In some medical procedures lidocaine is injected and in some others it is topically administered as a cream.

Histologically speaking, where, in the human skin, would lidocaine cream stop but lidocaine injections won't?
Epidermis? Dermis? Hypodermis?


1 Answer 1


The depth of topical lidocaine penetration is time-dependent (for the amount of time it is on the skin).

In one study they found that with topical lidocaine placed on the skin for 90 minutes, the mean maximum depth was 5mm, and lasted ~240 minutes.

The depth of epidermis, dermis, and hypodermis vary depending on which part of the body. Could you be more specific as to which part of the body, and for how long(the cream would be on for)?

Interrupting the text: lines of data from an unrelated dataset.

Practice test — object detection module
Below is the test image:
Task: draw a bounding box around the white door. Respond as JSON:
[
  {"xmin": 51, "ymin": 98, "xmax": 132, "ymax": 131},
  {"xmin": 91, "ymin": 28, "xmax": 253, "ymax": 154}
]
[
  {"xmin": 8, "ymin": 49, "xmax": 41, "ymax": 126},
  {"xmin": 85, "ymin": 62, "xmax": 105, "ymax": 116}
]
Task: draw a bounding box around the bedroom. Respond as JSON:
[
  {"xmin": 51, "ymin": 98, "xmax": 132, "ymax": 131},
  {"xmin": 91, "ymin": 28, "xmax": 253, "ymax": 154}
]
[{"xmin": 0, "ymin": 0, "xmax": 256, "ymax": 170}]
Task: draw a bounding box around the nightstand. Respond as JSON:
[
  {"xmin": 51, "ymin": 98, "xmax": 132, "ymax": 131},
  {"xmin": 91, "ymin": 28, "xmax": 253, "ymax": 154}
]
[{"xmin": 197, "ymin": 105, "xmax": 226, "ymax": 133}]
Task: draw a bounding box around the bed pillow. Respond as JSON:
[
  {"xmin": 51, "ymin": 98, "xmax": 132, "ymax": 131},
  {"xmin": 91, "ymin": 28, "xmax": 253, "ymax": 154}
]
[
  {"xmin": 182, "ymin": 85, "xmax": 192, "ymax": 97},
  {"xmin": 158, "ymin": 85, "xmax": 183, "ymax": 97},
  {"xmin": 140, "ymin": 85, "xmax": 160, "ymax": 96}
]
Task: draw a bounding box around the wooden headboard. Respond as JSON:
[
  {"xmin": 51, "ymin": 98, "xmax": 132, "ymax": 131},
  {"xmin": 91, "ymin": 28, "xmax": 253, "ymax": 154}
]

References: -Aesthetic Surgery Journal 2015, Vol 35(8) 1007–1013© 2015 The American Society for Aesthetic Plastic Surgery, Inc. DOI: 10.1093/asj/sjv079 www.aestheticsurgeryjournal.com


  • If I name any specific body part the question might be interpreted as "personal medical advice" which is just not, because it's really general, but I would personally be most interested facial areas such as the chin (as far as I know the chin is not similar to cheeks in the sense that it has much more skin than the cheeks). So I just suggest to focus on the chin. Commented Apr 4, 2022 at 7:30
  • Please feel free to edit the answer accordingly. I am here to accept and any such update would enlarge the chance for upvotes. Commented Apr 4, 2022 at 7:32
  • @freethinker Simply naming a specific area of skin you're interested in wouldn't get your question interpreted as personal medical advice. Your question is clearly general in nature and you can focus it however you wish.